I guess it makes a nice change from a team-building day making rafts ...
We started with a little introduction to the theory before starting a simple build to demonstrate the construction method and provide an opportunity to see how the rockets are put together and how they are launched. The team members then made a second rocket from scratch, but this time trying to build the highest-flying model by minimising weight, and altering the recovery mechanism and other design features such as the fin shape.
We then attached electronic logging altimeters to the second set of rockets to see which designs worked the best. It's worth looking at the image of the flight curves (below in the gallery). The vertical axis is metres and the horizontal axis is the sample number. There are 5 samples/second, so the longest flights are around 10 seconds.
There's always a bit of random variation in height due to wind and other uncontrollable factors, but the curves for the top two performers are interesting. Ben had a very cut-down design, limiting the length (and therefore weight) of the main body, and removing excess weight as well from the fins and recovery mechanism. Oliver kept a longer body length, but really worked on the fin design, choosing a more complex but hard to make elliptical fin, and rounding off the edges to make an aerofoil shape; this can not only reduce drag but actually reverse the drag of the fins as the aerofoil can generate lift. Sadly the logger didn't work on one of the flights (Danlu's), but we were able to get a recording a second time using a more powerful ('B') engine - hence the impressive-looking curve for her model.
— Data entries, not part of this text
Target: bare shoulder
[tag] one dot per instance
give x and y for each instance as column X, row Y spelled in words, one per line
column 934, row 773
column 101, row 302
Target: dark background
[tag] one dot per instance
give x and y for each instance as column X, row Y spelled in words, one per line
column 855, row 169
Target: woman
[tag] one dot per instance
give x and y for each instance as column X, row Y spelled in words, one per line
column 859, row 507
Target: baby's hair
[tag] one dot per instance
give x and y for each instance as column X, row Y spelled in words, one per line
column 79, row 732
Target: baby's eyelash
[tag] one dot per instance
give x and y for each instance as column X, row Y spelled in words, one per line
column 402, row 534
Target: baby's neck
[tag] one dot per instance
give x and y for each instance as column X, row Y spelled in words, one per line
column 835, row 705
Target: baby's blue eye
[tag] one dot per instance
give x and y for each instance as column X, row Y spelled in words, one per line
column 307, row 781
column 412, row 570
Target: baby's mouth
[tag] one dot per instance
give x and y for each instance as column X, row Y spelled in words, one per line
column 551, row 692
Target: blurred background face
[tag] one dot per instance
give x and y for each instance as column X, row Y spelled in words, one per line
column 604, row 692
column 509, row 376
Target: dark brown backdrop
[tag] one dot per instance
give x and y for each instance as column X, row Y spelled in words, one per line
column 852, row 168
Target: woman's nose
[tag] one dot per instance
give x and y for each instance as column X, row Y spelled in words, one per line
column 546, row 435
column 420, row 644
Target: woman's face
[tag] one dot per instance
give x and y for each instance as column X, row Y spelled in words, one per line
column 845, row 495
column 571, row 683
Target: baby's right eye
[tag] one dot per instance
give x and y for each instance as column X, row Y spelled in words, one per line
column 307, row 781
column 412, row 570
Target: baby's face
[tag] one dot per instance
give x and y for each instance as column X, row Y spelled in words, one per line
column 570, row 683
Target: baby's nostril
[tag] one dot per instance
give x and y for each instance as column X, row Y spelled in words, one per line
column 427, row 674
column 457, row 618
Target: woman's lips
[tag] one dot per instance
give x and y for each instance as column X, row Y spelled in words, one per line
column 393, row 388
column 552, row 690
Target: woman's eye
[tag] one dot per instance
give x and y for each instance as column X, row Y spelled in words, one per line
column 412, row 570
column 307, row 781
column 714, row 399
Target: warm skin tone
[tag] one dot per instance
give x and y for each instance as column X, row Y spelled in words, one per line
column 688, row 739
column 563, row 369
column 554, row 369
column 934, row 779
She recorded the top altitude of 68 metres for the day.
Knowing that the sample interval is 200mS allows us to calculate velocities and acceleration as well. The steepest curve is Ben's, with a 21.6m rise between the second and third samples, meaning a speed of 21.6m/0.2s, or 108m/s (389 km/hr).
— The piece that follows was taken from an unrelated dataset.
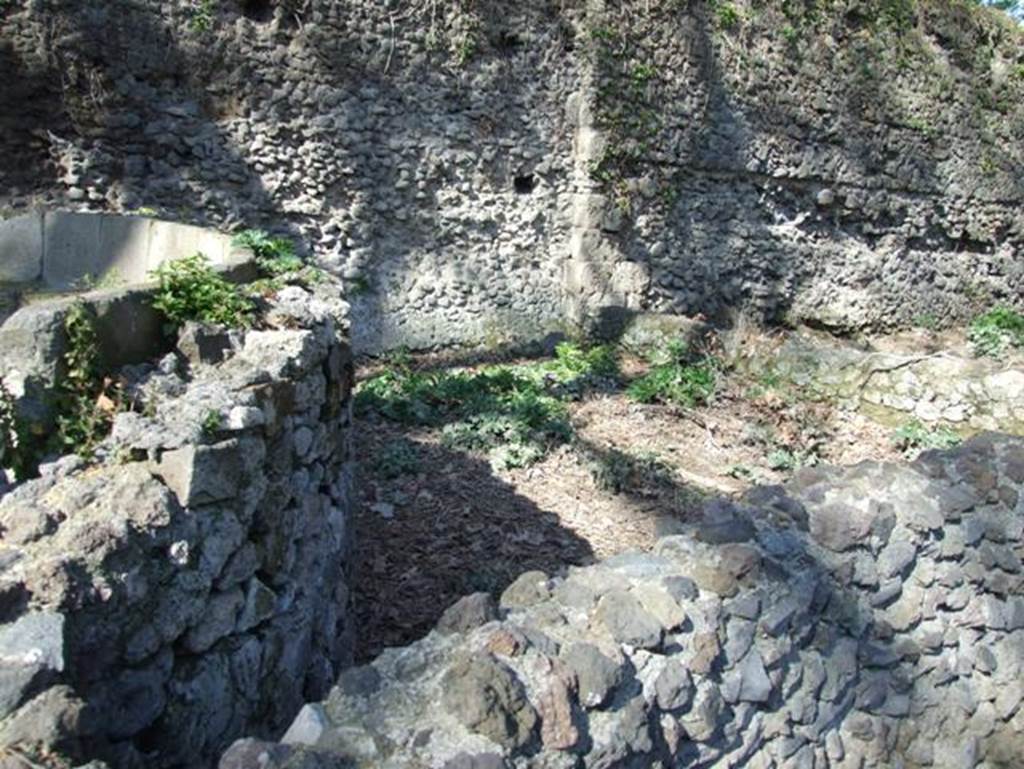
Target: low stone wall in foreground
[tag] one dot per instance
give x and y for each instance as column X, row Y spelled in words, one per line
column 866, row 616
column 192, row 586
Some of the anomalies are worth a closer look. Sometimes when we attach loggers you can see a clear pulse when the ejection charges fire. It’s hard to see the ejection on these plots, perhaps because of the noise on some of the readings – possibly due to turbulence from the external mounting of the altimeter. Ben’s flight curve has an interesting peak. Occasionally there’s an errant reading which we can ignore, but if I remember correctly, Ben’s had a ‘tumble recovery’ system which ejected the motor before returning to ground. If I’m correct here, then the sudden drop in altitude is most likely due to the reaction force produced when the motor ejects as at this stage the rocket is probably past its apogee and heading back towards earth. A couple of the plots also show a negative peak in the altitude readings at the start of the graph. Discounting the possibility that none of us noticed the rockets going backwards, the most probably explanation is again due to turbulence and/or excess air pressure created somehow on launch – possibly even the motor's thrust reflecting off the blast plate on the ground, although this is only speculation. We also tried puting a camera on the final rocket flight but sadly we didn't get a recording for some reason).